Spreading unrest in Iraq is making some in Washington wonder if armed opposition to US and British forces there is more organized and pervasive than previously believed.
US defense officials say they have no evidence that they are facing an underground national Iraqi resistance movement. The recent spate of fatal attacks on allied troops simply reflects the fact that security in the country is "a little uneven," in the words of Gen. Richard Myers, chairman of the Joint Chiefs of Staff.
Coordination of these attacks is "undetermined," he says.
But violence in the previously quiet south, combined with apparent sabotage of oil equipment, leads other analysts to suspect that small networks of hardened fighters loyal to Saddam Hussein are beginning to reconstitute themselves. The next few weeks thus might be a crucial time in the US-led effort to rid the country of all vestiges of the Hussein regime.
These small groups "have been doing a halfway decent job of slowing down the US effort to stabilize the country," says Patrick Garrett, a military analyst at GlobalSecurity.org.
If nothing else, the pockets of violent resistance to the US and British presence have been inflicting a steady toll of casualties.
Since President Bush declared on May 1 that major fighting in Iraq was over, 56 American troops have been killed.
By way of contrast, in the war that preceded Mr. Bush's statement, there were 102 US combat fatalities.
In the latest troubling incident, six British soldiers were killed on Tuesday while training police in southern Iraq. Eight other British troops were wounded.
At time of writing, the circumstances of these attacks - the worst suffered by the British since the end of the war - were still unclear. Witnesses told reporters that local residents had become incensed as British forces aggressively searched their homes for guns.

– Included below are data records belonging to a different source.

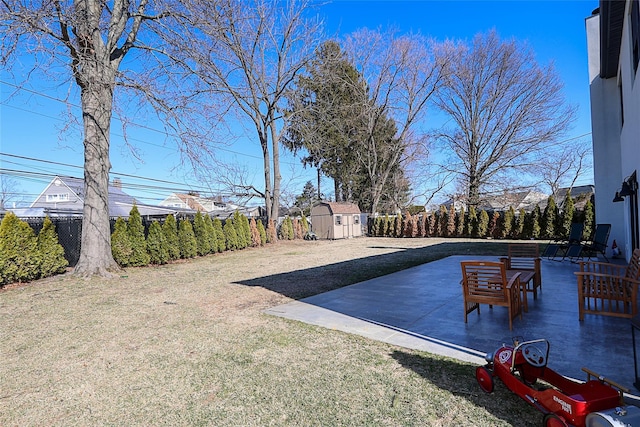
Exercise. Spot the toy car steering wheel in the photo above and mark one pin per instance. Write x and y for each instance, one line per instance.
(534, 356)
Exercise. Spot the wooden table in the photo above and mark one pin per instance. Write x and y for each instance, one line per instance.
(525, 277)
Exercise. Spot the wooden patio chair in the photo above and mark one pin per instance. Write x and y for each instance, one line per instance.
(597, 245)
(485, 282)
(609, 289)
(525, 259)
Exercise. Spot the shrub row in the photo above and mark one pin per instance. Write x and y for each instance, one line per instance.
(25, 256)
(184, 239)
(537, 224)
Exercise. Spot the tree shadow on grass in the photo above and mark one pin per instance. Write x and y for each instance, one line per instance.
(459, 379)
(303, 283)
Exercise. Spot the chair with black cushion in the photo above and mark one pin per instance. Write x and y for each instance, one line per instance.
(597, 245)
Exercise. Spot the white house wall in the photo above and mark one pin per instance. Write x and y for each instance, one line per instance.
(607, 145)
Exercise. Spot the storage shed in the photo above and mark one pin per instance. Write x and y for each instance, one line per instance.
(336, 220)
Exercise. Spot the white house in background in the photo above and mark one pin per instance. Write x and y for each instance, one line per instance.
(336, 220)
(213, 206)
(613, 42)
(64, 196)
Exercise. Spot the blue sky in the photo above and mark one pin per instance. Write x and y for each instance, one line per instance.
(31, 123)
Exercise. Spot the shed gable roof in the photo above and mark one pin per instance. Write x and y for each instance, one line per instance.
(342, 208)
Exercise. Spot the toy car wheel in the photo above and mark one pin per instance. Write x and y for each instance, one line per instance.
(552, 420)
(485, 379)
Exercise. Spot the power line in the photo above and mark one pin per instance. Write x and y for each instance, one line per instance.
(138, 125)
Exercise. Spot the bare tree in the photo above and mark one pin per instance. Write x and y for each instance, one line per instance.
(88, 40)
(563, 165)
(247, 54)
(506, 111)
(9, 191)
(402, 73)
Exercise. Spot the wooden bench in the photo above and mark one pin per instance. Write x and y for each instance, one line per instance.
(609, 289)
(485, 282)
(524, 258)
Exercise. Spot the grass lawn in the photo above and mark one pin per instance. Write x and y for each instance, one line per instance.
(188, 344)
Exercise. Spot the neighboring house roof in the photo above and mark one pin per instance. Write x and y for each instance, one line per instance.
(579, 194)
(526, 200)
(120, 203)
(197, 203)
(76, 187)
(337, 208)
(612, 21)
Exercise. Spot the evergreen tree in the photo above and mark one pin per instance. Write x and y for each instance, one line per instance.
(121, 243)
(407, 225)
(263, 233)
(230, 235)
(397, 231)
(519, 228)
(135, 229)
(170, 231)
(508, 223)
(297, 229)
(255, 234)
(375, 230)
(286, 229)
(187, 239)
(534, 224)
(305, 224)
(272, 234)
(472, 222)
(50, 252)
(18, 246)
(483, 224)
(460, 217)
(548, 220)
(212, 243)
(240, 236)
(568, 210)
(495, 225)
(200, 231)
(414, 226)
(421, 228)
(451, 221)
(589, 220)
(385, 226)
(157, 244)
(220, 238)
(431, 225)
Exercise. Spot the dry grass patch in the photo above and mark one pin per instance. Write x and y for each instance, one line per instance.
(188, 344)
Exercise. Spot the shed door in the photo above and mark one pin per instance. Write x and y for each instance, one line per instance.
(346, 226)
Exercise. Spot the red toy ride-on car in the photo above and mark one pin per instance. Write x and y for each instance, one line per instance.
(564, 402)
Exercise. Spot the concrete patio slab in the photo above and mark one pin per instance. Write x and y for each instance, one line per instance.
(422, 308)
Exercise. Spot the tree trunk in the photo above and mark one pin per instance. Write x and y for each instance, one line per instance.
(266, 161)
(97, 98)
(275, 203)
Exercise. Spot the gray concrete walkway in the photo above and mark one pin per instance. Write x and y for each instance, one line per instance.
(422, 308)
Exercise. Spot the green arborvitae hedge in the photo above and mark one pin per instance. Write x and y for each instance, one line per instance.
(121, 243)
(240, 236)
(220, 238)
(157, 244)
(263, 233)
(212, 243)
(230, 235)
(255, 233)
(187, 240)
(135, 229)
(50, 252)
(18, 251)
(200, 231)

Meanwhile, in recent days much of Baghdad has gone without electricity or water. The cause of this hardship? Sabotage by die-hard believers of Mr. Hussein's Baath Party, said L. Paul Bremer, US administrator in Iraq, in a news conference on Wednesday.
"Almost certainly the saboteurs are rogue Baathist elements," said Mr. Bremer. "They are trying to hinder the coalition efforts to make life better for the average Iraqi person."

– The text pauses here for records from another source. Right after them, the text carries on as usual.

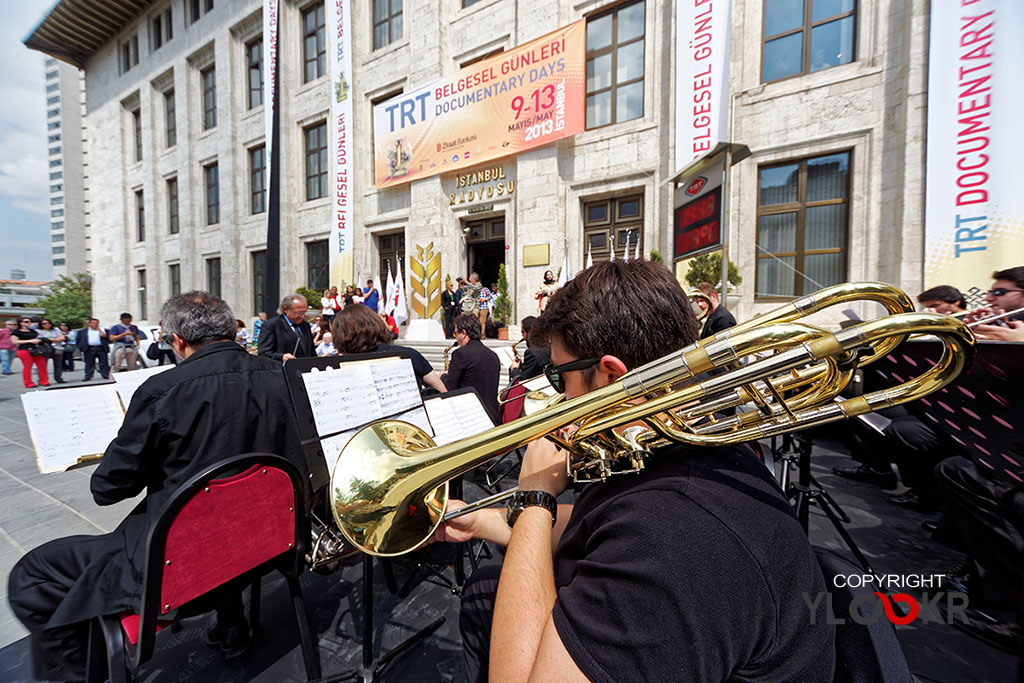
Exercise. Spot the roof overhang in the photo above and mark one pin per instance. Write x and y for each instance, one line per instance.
(73, 30)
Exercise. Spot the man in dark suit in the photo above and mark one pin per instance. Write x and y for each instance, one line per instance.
(288, 336)
(719, 318)
(473, 364)
(219, 401)
(95, 345)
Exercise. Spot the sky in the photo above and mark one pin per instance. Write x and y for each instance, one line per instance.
(25, 211)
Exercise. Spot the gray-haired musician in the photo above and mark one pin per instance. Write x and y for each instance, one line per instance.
(690, 570)
(219, 402)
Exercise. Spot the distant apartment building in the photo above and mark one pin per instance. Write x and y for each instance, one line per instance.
(65, 89)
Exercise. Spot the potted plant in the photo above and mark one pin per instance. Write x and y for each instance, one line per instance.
(502, 310)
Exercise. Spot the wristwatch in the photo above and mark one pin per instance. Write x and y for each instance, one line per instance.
(524, 499)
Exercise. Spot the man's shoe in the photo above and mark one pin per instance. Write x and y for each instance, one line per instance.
(868, 474)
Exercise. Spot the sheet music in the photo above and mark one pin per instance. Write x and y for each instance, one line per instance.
(456, 418)
(127, 383)
(70, 424)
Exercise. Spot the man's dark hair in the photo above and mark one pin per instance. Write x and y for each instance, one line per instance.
(634, 310)
(943, 293)
(199, 317)
(358, 330)
(469, 324)
(1015, 274)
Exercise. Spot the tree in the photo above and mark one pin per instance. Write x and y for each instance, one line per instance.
(70, 300)
(708, 268)
(503, 307)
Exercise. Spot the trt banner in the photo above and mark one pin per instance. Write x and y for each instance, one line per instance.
(340, 58)
(974, 216)
(701, 77)
(511, 102)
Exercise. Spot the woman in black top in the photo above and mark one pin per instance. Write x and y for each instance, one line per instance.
(358, 330)
(26, 338)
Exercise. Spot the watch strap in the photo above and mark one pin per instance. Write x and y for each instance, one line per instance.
(524, 499)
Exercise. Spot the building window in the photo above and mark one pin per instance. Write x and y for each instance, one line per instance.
(211, 177)
(615, 66)
(316, 162)
(317, 265)
(254, 57)
(313, 45)
(174, 279)
(172, 206)
(139, 216)
(804, 37)
(803, 212)
(613, 222)
(136, 123)
(387, 22)
(141, 294)
(198, 8)
(257, 179)
(213, 276)
(170, 124)
(209, 77)
(259, 282)
(129, 53)
(162, 31)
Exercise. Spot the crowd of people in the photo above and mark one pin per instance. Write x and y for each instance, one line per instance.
(585, 590)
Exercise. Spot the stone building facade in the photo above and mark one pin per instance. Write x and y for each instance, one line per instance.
(175, 131)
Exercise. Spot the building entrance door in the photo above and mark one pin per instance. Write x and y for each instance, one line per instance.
(485, 246)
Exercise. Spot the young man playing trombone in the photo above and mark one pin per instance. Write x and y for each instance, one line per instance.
(692, 569)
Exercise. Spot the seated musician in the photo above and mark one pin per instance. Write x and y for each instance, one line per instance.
(692, 569)
(219, 402)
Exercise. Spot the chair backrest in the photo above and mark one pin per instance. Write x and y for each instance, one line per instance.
(864, 652)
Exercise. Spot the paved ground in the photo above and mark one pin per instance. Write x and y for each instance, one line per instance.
(37, 508)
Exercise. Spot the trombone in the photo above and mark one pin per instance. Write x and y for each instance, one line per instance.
(389, 486)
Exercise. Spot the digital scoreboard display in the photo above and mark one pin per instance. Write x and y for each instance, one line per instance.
(697, 225)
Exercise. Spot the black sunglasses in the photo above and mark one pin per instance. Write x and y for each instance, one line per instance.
(554, 373)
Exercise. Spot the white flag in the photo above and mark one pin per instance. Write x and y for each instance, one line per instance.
(564, 276)
(389, 292)
(400, 311)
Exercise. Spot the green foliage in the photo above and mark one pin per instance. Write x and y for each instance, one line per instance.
(312, 296)
(503, 307)
(71, 300)
(708, 268)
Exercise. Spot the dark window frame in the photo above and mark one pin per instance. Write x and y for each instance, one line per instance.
(805, 28)
(612, 49)
(800, 208)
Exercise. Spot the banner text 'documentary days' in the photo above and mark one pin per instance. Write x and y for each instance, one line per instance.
(508, 103)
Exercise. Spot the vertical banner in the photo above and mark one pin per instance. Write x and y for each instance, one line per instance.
(340, 57)
(701, 78)
(513, 101)
(974, 216)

Many different elements that benefited from Hussein's rule pose a threat to coalition forces, notes one defense official who studies the situation. These include former military members, some religious leaders, terrorists, and outright criminals.
More than half of the attacks against coalition forces have come when they have gone out looking for such people, notes this source.
"They are sticking their hand in the hornet's next and getting stung," he says. "That comes with the territory while you do your job."
Some aspects of recent attacks have been troublesome. The British had previously thought southern Iraq to be so safe that some patrols were carried out on bicycles, for instance. The sheer number of attacks, and their grouping, suggests that there might be some amount of coordination.
But there seems to be little command-and-control within each attack. They seem almost random. With the exception of Tuesday's attack on British troops, each one by itself inflicts little damage.
Those carrying out the attacks are just opportunists who need money, says Waria Nameek, Washington-based director of a group of formerly exiled anti-Hussein Iraqis.
The Baath Party provides the money, and the guns. "It's not that organized," he says.